## [Unsupervised Learning] Predictive Analysis (Kmeans Clustering)

Using the added features, I'll apply K-means clustering to find the most popular source stations by time of day.
##### Clustering:

Run an initial KMeans clustering with a default of k=5 clusters, then apply the silhouette index to look for the optimal number of clusters.
Compare and plot results.

Proceed with k-means for some specific questions:

* Apply K-means clustering to find the most popular source/destinations stations - Plot
* Apply K-means for most popular stations by time of day/day of week - Plot
* Most popular routes by day of week - Plot
* Most popular routes by day of week/time of day - Plot

In a real-world scenario, the period of the day (Morning, Afternoon, Evening, and Night) is not granular enough. To get better accuracy in the prediction, to confidently allocate, employees to relocate bikes. We should consider shorter time windows, increasing  granularity, such as 15-minute intervals.

#### [Supervised Learning] Predictive Analysis (Regression)

Explore a predictive analysis using regression models to improve user experience.

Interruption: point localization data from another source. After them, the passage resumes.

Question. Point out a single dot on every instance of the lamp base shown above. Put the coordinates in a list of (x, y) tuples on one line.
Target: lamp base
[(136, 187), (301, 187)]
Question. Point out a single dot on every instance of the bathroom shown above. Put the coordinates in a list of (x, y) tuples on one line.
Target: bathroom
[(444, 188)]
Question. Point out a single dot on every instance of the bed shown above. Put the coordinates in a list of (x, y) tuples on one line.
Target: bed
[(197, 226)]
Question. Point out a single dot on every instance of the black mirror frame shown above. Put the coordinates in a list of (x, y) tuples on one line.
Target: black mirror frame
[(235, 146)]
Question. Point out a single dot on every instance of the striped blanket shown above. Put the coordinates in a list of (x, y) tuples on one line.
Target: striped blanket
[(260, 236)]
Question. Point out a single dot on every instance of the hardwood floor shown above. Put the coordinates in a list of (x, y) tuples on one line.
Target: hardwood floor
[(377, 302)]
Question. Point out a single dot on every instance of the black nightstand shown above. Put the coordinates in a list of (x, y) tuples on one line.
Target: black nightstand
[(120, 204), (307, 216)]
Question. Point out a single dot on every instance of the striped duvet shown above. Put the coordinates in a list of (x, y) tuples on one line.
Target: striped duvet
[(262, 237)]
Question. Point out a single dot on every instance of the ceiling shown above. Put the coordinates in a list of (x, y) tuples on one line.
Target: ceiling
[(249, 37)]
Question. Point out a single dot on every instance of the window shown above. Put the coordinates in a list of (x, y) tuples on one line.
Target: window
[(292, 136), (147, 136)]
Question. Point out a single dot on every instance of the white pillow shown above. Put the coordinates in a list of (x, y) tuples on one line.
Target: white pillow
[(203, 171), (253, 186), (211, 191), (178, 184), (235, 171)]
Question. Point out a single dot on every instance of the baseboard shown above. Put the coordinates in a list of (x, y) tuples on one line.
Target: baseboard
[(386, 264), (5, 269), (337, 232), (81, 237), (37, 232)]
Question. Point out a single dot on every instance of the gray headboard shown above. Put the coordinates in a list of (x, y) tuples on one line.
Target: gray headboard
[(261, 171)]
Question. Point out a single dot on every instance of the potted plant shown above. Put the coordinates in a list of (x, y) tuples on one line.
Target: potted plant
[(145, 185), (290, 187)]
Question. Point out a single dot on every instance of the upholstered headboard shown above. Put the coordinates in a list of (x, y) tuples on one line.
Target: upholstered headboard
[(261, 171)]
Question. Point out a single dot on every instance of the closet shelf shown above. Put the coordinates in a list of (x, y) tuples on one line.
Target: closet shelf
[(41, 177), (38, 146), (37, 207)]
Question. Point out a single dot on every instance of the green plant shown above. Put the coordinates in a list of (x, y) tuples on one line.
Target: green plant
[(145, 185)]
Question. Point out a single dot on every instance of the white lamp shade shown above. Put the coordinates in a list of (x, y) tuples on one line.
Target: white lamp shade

Refining the re-stock strategy by considering the bike type per route, to predict the number of bikes needed at each station at different times of the day.

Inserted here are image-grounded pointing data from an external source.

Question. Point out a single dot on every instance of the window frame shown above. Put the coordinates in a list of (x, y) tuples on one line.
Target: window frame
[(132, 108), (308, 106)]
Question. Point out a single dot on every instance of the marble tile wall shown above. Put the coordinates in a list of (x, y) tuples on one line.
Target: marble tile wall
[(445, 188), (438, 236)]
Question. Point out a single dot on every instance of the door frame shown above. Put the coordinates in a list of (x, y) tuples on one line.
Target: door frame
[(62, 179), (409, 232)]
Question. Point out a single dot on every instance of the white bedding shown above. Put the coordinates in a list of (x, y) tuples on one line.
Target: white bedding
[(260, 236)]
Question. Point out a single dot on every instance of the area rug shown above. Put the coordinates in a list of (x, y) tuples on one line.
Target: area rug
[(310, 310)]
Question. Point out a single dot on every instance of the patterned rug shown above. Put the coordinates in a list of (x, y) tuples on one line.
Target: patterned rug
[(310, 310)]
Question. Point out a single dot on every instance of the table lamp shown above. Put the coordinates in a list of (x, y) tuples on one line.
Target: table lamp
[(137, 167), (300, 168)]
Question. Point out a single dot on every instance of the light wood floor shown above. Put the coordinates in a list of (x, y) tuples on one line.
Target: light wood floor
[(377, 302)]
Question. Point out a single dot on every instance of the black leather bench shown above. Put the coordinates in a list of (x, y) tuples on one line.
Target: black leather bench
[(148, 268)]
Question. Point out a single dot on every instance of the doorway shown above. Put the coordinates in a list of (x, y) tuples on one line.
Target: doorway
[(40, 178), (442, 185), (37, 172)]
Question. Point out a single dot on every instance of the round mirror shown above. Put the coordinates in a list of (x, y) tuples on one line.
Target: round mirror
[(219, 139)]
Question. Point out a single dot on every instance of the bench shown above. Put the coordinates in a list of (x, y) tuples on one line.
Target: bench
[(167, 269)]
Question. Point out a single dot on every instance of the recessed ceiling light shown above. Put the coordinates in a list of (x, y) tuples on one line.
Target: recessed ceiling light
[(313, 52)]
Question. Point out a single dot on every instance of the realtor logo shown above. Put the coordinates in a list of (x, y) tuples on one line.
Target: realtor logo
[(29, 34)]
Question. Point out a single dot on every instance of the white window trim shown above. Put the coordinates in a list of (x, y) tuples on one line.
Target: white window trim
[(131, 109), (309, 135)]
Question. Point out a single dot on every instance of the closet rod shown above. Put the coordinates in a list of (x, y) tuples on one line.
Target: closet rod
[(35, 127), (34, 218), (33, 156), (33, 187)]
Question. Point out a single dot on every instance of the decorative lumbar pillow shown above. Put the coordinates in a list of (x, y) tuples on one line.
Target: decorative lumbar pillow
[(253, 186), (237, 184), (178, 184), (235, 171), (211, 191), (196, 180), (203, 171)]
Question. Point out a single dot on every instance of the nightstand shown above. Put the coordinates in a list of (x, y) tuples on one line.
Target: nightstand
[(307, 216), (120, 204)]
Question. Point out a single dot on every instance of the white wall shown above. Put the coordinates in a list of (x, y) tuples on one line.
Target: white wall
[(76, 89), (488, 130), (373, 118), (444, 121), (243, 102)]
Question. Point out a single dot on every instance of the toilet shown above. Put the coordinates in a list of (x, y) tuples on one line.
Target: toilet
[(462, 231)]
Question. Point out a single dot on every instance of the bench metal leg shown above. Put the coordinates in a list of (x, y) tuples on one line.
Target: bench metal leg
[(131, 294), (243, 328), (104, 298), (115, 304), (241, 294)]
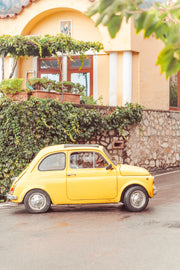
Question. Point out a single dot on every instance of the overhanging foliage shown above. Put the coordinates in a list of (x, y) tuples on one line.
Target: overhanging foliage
[(44, 46)]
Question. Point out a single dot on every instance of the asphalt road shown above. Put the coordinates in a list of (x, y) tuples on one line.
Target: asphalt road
[(105, 237)]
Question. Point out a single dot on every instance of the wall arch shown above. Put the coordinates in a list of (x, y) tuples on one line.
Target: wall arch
[(48, 22)]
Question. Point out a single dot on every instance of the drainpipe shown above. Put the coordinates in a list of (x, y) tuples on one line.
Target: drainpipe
[(127, 77)]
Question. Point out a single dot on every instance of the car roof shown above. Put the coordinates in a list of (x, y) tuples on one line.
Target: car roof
[(59, 147)]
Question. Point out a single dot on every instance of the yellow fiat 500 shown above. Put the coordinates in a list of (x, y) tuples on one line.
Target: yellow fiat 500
[(80, 174)]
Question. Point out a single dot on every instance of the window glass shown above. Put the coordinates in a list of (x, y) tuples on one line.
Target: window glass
[(53, 162), (50, 76), (49, 64), (80, 160), (77, 63)]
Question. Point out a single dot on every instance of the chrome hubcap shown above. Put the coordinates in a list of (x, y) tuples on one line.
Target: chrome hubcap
[(37, 201), (138, 199)]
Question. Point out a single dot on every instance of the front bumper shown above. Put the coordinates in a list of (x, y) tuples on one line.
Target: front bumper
[(11, 197)]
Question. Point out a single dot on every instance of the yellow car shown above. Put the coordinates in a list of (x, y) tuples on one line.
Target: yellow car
[(80, 174)]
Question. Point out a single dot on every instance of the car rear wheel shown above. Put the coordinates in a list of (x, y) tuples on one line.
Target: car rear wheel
[(37, 201), (136, 199)]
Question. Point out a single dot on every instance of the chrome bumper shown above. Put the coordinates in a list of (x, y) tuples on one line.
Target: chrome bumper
[(154, 190), (11, 197)]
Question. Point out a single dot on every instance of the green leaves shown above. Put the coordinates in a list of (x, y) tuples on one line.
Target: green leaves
[(27, 127), (44, 46)]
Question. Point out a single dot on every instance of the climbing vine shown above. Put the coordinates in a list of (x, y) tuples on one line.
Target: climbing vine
[(26, 127)]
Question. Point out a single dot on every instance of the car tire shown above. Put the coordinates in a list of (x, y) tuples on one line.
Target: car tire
[(136, 199), (37, 201)]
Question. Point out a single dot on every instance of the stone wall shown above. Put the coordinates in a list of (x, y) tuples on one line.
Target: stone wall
[(154, 144)]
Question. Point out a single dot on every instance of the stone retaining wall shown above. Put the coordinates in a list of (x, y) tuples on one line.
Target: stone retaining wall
[(154, 144)]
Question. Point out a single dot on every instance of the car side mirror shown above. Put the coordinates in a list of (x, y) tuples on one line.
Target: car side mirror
[(109, 167)]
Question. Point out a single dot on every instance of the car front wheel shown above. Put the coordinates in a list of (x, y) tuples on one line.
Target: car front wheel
[(37, 201), (136, 199)]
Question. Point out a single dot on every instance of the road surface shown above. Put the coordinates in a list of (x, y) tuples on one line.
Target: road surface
[(105, 237)]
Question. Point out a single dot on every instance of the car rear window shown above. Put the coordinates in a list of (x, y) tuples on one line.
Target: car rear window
[(53, 162)]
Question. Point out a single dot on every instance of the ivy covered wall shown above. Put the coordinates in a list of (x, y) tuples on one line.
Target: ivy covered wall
[(26, 127)]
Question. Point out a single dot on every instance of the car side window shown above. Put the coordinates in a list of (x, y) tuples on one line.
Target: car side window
[(80, 160), (53, 162)]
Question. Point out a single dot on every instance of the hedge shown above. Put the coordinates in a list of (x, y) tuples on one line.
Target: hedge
[(28, 126)]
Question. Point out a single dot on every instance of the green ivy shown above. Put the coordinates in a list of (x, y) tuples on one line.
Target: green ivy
[(26, 127), (44, 46)]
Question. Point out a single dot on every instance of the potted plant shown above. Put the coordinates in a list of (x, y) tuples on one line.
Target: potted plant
[(12, 88), (61, 91)]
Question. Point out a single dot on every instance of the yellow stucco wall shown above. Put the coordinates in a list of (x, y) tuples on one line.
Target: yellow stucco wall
[(150, 88)]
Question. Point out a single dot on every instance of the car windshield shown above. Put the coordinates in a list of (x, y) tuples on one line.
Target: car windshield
[(109, 156)]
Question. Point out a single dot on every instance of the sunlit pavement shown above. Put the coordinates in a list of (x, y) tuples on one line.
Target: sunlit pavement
[(95, 237)]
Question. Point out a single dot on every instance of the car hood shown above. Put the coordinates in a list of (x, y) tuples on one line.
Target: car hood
[(127, 170)]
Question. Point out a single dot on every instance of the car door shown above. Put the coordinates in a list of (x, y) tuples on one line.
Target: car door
[(50, 175), (87, 179)]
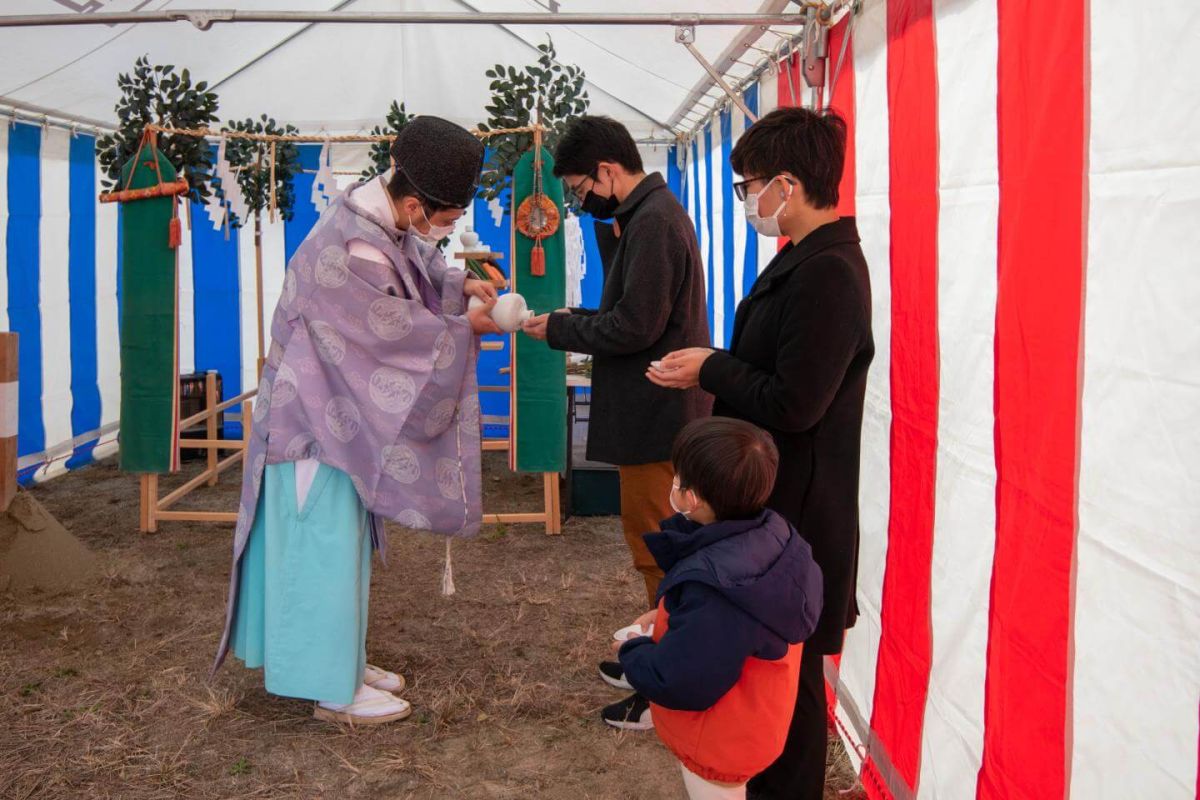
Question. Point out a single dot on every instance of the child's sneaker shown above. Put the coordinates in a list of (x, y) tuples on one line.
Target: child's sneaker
[(370, 707), (613, 675), (630, 714)]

* Apply regression models to predict the number of bikes needed at each station at different times of the day.
* Bike type per routes, to predict the number of bikes needed at each station at different times of the day.


In [None]:
features = ['start_station_id_index', 'end_station_id_index', 'day_period_index', 'week_day_index']

In [None]:
from pyspark.ml.feature import VectorAssembler

assembler = VectorAssembler(inputCols=features, outputCol="features")
# # Scaling the features
from pyspark.ml.feature import StandardScaler

scaler = StandardScaler(inputCol="features", outputCol="scaled_features", withStd=True, withMean=False)

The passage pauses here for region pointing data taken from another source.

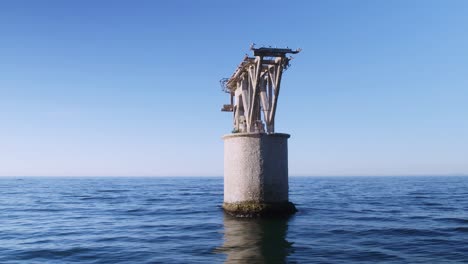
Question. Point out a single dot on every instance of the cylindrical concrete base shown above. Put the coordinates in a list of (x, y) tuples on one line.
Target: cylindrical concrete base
[(256, 174)]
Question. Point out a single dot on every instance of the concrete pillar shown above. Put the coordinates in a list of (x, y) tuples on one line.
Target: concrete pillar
[(256, 174)]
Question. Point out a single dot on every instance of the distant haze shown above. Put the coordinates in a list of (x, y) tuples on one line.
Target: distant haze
[(93, 88)]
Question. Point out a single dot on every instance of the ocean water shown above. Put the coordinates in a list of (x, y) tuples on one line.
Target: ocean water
[(180, 220)]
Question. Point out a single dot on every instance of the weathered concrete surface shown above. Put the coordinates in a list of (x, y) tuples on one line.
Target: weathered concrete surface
[(256, 174)]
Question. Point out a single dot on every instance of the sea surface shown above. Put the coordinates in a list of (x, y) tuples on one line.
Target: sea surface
[(180, 220)]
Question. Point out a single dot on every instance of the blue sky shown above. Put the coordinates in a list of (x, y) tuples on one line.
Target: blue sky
[(93, 88)]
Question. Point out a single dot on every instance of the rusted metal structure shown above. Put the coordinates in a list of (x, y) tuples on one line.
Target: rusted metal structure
[(254, 89)]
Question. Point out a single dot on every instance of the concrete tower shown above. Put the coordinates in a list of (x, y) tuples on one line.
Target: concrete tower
[(255, 157)]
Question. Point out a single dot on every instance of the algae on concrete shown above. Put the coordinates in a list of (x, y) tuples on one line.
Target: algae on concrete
[(256, 209)]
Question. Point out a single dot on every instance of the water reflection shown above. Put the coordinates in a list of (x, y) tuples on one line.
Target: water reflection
[(255, 240)]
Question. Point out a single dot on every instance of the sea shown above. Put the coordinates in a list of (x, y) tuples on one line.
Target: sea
[(180, 220)]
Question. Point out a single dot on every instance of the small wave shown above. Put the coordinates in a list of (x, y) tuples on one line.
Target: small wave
[(50, 253), (453, 220)]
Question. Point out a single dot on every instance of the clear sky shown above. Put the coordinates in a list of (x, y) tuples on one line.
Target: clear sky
[(131, 87)]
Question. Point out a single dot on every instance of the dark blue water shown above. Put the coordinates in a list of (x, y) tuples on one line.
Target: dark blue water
[(179, 220)]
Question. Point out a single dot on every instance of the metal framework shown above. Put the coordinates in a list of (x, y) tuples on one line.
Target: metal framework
[(254, 89)]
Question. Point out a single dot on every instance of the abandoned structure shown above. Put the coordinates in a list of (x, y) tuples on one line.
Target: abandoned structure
[(255, 157)]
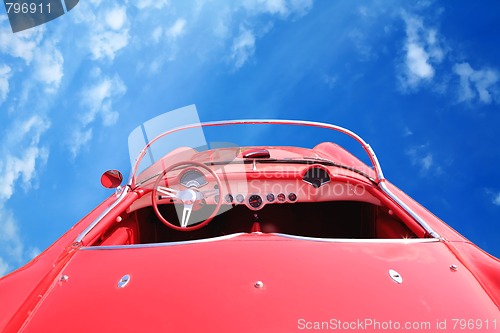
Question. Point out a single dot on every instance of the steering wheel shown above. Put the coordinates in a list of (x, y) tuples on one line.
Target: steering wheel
[(188, 197)]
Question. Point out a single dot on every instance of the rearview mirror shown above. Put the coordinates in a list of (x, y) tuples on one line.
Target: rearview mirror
[(111, 179)]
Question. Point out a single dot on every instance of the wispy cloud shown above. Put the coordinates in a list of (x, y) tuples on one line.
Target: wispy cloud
[(4, 267), (278, 7), (243, 47), (22, 44), (421, 157), (478, 85), (496, 199), (177, 29), (97, 100), (5, 74), (22, 155), (422, 51), (49, 62), (21, 158), (109, 33), (157, 4)]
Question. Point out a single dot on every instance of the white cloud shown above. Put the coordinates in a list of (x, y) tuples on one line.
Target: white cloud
[(176, 29), (279, 7), (4, 267), (5, 74), (110, 35), (97, 100), (243, 47), (156, 35), (422, 51), (22, 155), (422, 158), (79, 139), (49, 66), (10, 239), (12, 246), (116, 18), (477, 83), (157, 4), (330, 80), (496, 199), (22, 44)]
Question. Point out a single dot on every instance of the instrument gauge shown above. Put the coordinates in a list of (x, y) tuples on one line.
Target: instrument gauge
[(255, 201), (240, 198), (193, 178), (229, 198)]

# # Combine the VectorAssembler and StandardScaler into a Pipeline
from pyspark.ml.feature import StandardScaler, VectorAssembler
from pyspark.ml import Pipeline

# You can now define a pipeline that includes both the assembler and the scaler
pipeline = Pipeline(stages=[assembler, scaler])

# Fit and transform the DataFrame using the defined pipeline
sampled_df_scaled = pipeline.fit(sampled_df_with_added_features_indexed).transform(
    sampled_df_with_added_features_indexed)

In [None]:
import pyspark
from pyspark.ml.clustering import KMeans

adf_kmeans = sampled_df_scaled
# Initialize KMeans with the specified number of clusters (k) and a seed for reproducibility
kmeans = KMeans().setK(5).setSeed(1).setFeaturesCol("features")

# Fit the model to the data
model = kmeans.fit(adf_kmeans)

# Transform the dataset to include cluster predictions
predictions = model.transform(adf_kmeans)
from pyspark.ml.evaluation import ClusteringEvaluator

# Initialize the evaluator with silhouette score
evaluator = ClusteringEvaluator()

# Evaluate the model
silhouette = evaluator.evaluate(predictions)
print(f"Silhouette Score with k={k}: {silhouette}")
# Silhouette Score with k=5: 0.5733339010164845

In [None]:
# TODO apply K-means clustering and to find the most popular source stations - Plot
# TODO - Can I apply K-means for most popular stations by time of day? - Plot
# TODO - most popular routes - Plot


Logistic Regression is a statistical method commonly used for binary classification problems, where the goal is to predict the probability that a given input belongs to a particular class. However, Logistic Regression can also be extended to handle multi-class classification problems, where you have more than two classes to predict. This extension is typically achieved through one of two strategies: One-vs-Rest (OvR) and Multinomial Logistic Regression (also known as Softmax Regression).

### One-vs-Rest (OvR)

One-vs-Rest, also known as One-vs-All, is a strategy for handling multi-class classification problems with Logistic Regression by training a separate binary classifier for each class. For a problem with \(N\) classes, \(N\) separate Logistic Regression models are trained. Each model predicts the probability that a given input belongs to one of the classes versus all other classes combined. When making predictions, the class that is predicted with the highest probability by its respective model is chosen as the final output.

### Multinomial Logistic Regression (Softmax Regression)

Multinomial Logistic Regression is a direct extension of binary Logistic Regression to multi-class problems, without needing to train multiple binary classifiers. Instead of using the sigmoid function (which outputs probabilities between 0 and 1) for the binary case, Multinomial Logistic Regression uses the softmax function to handle multiple classes. The softmax function takes the raw model outputs (called logits) for each class and converts them into probabilities by taking the exponential of each output and then normalizing these values by dividing by the sum of all the exponentials. This ensures that the output probabilities for all classes sum up to 1.

The model then predicts the class with the highest probability.

### Mathematical Formulation

Given a sample \(x\), the probability \(P(y=j|x)\) that \(x\) belongs to class \(j\) can be modeled in the Multinomial Logistic Regression as:

\[ P(y=j|x) = \frac{e^{(w_j \cdot x + b_j)}}{\sum_{k=1}^{K} e^{(w_k \cdot x + b_k)}} \]

where \(w_j\) and \(b_j\) are the weight and bias parameters for class \(j\), and \(K\) is the total number of classes. The model is trained to optimize these parameters to minimize the discrepancy between the predicted probabilities and the actual class labels, typically using a cost function like cross-entropy loss.

### Advantages and Disadvantages

**Advantages:**

- Simple and easy to implement.
- Efficient to train.
- Provides probabilities for predictions, offering insight into the model's confidence.

**Disadvantages:**

- Assumes linear boundaries between classes, which might not always be the case.
- Can struggle with complex relationships or high-dimensional data without feature engineering or regularization.

In practice, Logistic Regression can serve as a strong baseline for multi-class classification problems, but its effectiveness can depend on the nature of the dataset and how well the assumptions of Logistic Regression align with the data's characteristics.